We have been discussing political correctness and identity politics, condemning the monsters that devour freedom, for some time now. In essence, it is a privatization or appropriation of the space in which public debate takes place, by a few, in the service of a superior morality self-proclaimed as “the right side”. The chain of examples is long and endless: the framing manual of the German public broadcaster ARD, the Relotius disaster at “Spiegel” and, recently, the resignation of “New York Times” columnist Bari Weiss, who, although he did not intend to mobilize left-wing liberal readers in a decisive manner, was nevertheless persecuted and finally threw in the towel, bewildered.

Executioner and Traitor

Partisanship and bias – this is basically the main accusation made against journalism by some in today’s mainstream media. This is exactly what Walter Lippmann, the most widely read journalist of the 20th century, Pulitzer Prize winner and promoter of presidents, wrote in the journalism logbook a hundred years ago, in the short article “Liberty and the News” from 1920, which is so frighteningly topical today that one wonders in frustration how so little has changed in its substantial core. For him, the supreme law of journalism is succinct: “Tell the truth and shame the devil”. What do you put in your tea for journalism students today?
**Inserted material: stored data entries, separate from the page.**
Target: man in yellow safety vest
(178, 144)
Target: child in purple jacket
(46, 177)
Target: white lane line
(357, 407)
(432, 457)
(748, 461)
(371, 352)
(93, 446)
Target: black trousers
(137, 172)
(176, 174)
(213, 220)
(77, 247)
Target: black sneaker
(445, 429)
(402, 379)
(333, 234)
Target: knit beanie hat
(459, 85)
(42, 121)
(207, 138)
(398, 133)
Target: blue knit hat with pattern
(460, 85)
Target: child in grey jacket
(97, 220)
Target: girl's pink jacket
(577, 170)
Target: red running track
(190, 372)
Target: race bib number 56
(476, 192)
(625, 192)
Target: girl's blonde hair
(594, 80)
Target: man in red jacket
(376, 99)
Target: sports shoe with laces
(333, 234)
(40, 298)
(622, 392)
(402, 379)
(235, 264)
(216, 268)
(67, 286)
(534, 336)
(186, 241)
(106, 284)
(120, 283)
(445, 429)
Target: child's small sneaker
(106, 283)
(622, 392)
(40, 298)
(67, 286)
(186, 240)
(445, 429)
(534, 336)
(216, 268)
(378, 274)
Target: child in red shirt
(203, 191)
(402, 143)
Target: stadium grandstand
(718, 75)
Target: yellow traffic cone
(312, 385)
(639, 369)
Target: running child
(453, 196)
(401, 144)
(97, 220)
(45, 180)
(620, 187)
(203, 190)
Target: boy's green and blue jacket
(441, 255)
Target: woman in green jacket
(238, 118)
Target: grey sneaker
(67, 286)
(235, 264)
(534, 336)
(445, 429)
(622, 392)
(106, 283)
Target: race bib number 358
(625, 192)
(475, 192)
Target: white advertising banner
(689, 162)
Knowledge of the issues requires a broad view. Quality media must not compromise on a half-truth.  This is written in the New York Times, Justin Lane / EPA

Some journalists still believe that they are intellectually far above their readers, thinking that they are only waiting to be enriched by them. By what right? Spiegel” journalist Philipp Oehmke even proclaimed an end to neutrality in journalism. But the Olympics of virtue in journalism is like the game “Journey to Jerusalem”. The longer it takes, the more dead bodies will pave the way. The rules of the game could, similarly, be taken directly from the Cheka manual of the Stalinist secret police; anyone can be a potential executioner or informer. The consequence: the more brutally one acts, the less one doubts the veracity of the author. This is the destructive incentive system of any ideology. But in the end such a system will cannibalize itself. We are probably experiencing the height of this process, as shown by a public letter signed by 150 intellectuals, including J. K. Rowling, Malcolm Gladwell and Noam Chomsky.

Systemic problem

Only good journalism counteracts bad journalism, if you don’t want to leave the field of play to demagogues, screamers and rat hunters. That is why a new commitment to minimum standards is now needed from the entire newspaper industry. Since “journalist” is not a protected term, the common basis can only be to stick to the facts according to a methodology accepted by all. Partisan journalism is a form of corruption, a betrayal of the reader, a detriment to its own profession and a sin against the truth.

And as the case of “NYT” columnist Weiss shows, it is a systemic problem. The diversity and multiplicity of opinions are nothing more than a public relations fact, a fig leaf. If in the end the mediocre, the cowardly and the ‘politically correct’ set the tone, there will be no more need for newspapers.